Başbakan’ın şikâyetindeki birincil müsebbib ABD’deki neo-con-men arasında çevreci hassasiyeti ile temayüz etmiş kimse yok. Liderlerinin nerede ise tamamı Siyonist olan bu zevat çevre konularında fazla konuşan kimseler değil. Ama her birinin de askeri-endüstriyel kompleks içinde yer alan çoğunlukla da savunma, petrol, kimya, ilaç sektörleri gibi çevrecilerle menfaatleri çelişen şirketlerin yönetim kurullarında yer alması veya profesyonel lobici olmaları gibi veriler var önümüzde. Bunların tam da, Bush’a ABD’nin ekonomisini yavaşlatacağı, ayrıcalık statüsünü sulandıracağı gibi kaygılarla, Kyoto’yu imzalamamasını telkin edenler olduğunu da görürüz; zıddını değil.

Bizim TÜSİAD demokratikleşmeyi ne kadar temsil ediyorsa Neoconların arasında bulunduğu bu establishment’in egemenleri de çevreciliği o kadar temsil ediyor. Ve TÜSIAD’ın dindarlara bakışı ile onların çevrecilere bakışı arasında da bir paralellik kurmak mümkün. Onlar için kullanılan “tree huggers” (ağaç kucaklayıcılar), baykuşçular gibi dalga geçen ifadeler ve daha aktif olan Greenpeace. PETA gibi örgütlere layık görülen “çevre teröristleri” gibi yaftalar da aynı patronlar kesiminden ve lobilerinden çıkar.
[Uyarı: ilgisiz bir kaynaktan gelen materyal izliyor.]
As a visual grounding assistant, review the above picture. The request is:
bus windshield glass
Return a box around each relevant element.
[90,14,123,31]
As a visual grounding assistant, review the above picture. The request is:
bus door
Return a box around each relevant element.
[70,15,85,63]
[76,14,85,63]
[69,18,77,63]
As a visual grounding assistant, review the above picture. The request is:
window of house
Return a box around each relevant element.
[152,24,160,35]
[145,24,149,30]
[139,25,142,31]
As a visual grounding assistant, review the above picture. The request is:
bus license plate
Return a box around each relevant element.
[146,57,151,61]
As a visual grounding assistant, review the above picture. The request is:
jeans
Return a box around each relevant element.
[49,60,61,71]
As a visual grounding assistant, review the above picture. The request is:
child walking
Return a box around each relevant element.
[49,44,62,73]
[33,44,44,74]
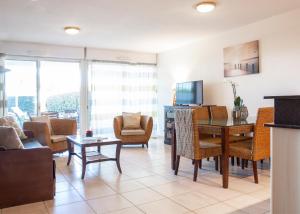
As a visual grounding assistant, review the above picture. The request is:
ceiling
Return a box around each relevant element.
[0,0,300,53]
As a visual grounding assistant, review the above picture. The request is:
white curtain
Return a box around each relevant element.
[89,62,158,136]
[0,53,7,117]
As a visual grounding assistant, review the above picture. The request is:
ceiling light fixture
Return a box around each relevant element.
[196,2,216,13]
[64,26,80,35]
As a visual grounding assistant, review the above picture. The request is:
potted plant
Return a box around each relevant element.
[230,81,248,120]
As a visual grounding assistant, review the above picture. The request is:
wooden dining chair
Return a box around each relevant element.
[175,107,222,181]
[229,107,274,183]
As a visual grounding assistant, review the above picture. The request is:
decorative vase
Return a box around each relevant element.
[240,106,248,120]
[232,108,241,120]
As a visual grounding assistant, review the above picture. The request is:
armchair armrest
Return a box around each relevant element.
[114,116,123,139]
[141,115,153,140]
[23,122,51,147]
[50,119,77,135]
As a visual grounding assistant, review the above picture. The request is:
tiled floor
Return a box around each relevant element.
[0,139,270,214]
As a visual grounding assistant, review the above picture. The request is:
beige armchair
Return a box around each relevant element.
[114,115,153,147]
[23,119,77,153]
O güzelim çaresiz fokların annelerinin ve yavrularının yanında kürkleri zarar görmesin diye kafalarına demir çubuklarla vurularak nasıl öldürüldüğünü, TV’lerde veya internet videolarında gördük. Eğer Başbakan biraz araştırma yapsa idi foklara karşı sergilenen bu caniliği, balina avını protesto eden Batı kökenli PETA, Greenpeace, ADI gibi hayvan hakları ve çevre aktivisti STK’lar veya hassas insanlar komünitesi arasında Gazze benzeri insan mağduriyetlerine hassasiyetin toplumları genelinden epeyce fazla olduğu görülür idi. 

Eğer hayvan, çevre konularına hassas birçok Batılı da Gazze, Afganistan, Irak gibi birçok konuda duyarsız gözüküyorsa bunun bir nedeni de Batı’da “tek konu aktivizminin” yaygın olmasıdır. Bizdeki gibi herkes her şeyle uğraşmaz. Bir aktivist sadece fikir hürriyetine, hatta internet iletişim hürriyeti gibi daha spesifik kısmına yoğunlaşır. Diğerinin aktivizmi feminizm, öbürününki kürtaj karşıtlığından ibarettir. Dolayısı ile hayvan koruyucusu veya çevreci olarak bildiğimiz kimselerden Gazze’yi pek duymamamız bir bilinçli duyarsızlıktan çok bu departmanlaşma kültüründen olabilir.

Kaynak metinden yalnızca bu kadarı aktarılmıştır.